The growth rate represents a feeble bounceback after the 17% cumulative economic collapse in 2014-2015. It is slower than EU and global growth – and far less than needed to put the country firmly back on the road to recovery.
Anders Aslund, an economist at the Atlantic Council, warns that Ukraine risks slipping behind Moldova to become Europe's poorest country in per capita terms, according to the Financial Times.
Disappointing 2017 growth – after a 4.8% year-on-year increase in the final quarter of 2016 – resulted partly from a trade blockade imposed in March last year on separatist-controlled eastern regions, which contributed to a 0.1% decline in industrial output.
But low investment is the main underlying reason, the Financial Times says. The still-smouldering eastern conflict is one cause – but so, too, are issues with the banking system and concerns over the government's pace of reforms and efforts to strengthen the rule of law.
Ukraine's central bank has conducted a vigorous banking reform, reducing the number from 180 in 2014 to 86 now.

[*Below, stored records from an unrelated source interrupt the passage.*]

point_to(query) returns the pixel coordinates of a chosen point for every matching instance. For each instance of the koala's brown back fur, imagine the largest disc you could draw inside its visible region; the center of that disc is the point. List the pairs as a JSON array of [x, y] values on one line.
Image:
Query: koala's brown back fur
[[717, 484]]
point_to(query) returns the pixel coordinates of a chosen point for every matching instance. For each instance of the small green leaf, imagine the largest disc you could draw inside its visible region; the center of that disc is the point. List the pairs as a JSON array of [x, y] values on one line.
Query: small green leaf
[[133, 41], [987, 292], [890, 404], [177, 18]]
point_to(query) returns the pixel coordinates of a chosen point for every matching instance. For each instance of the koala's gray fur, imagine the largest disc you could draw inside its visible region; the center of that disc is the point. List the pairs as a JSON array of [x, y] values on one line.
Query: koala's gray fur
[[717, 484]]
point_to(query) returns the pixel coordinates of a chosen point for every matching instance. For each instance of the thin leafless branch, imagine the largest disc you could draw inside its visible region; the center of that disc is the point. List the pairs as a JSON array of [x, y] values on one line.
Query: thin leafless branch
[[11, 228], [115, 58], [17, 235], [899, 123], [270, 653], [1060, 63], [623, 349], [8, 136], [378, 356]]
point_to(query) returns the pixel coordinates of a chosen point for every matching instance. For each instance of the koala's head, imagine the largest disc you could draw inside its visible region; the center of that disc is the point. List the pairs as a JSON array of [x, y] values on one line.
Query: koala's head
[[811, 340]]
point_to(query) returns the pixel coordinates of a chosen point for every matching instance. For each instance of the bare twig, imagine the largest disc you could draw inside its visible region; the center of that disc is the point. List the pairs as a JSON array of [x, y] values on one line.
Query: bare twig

But the restructured banks, some of which still have very high rates of non-performing loans, are hesitant to give new loans, and even then only at double-digit interest rates.
With Ukraine's currency, the hryvnia, recently weakening again following its deep plunge in 2014, banks are extra cautious toward clients who import machinery and raw materials.
It is reported the judiciary needs to be reformed so any disputes can be fairly settled, and high-level corruption has to be curbed.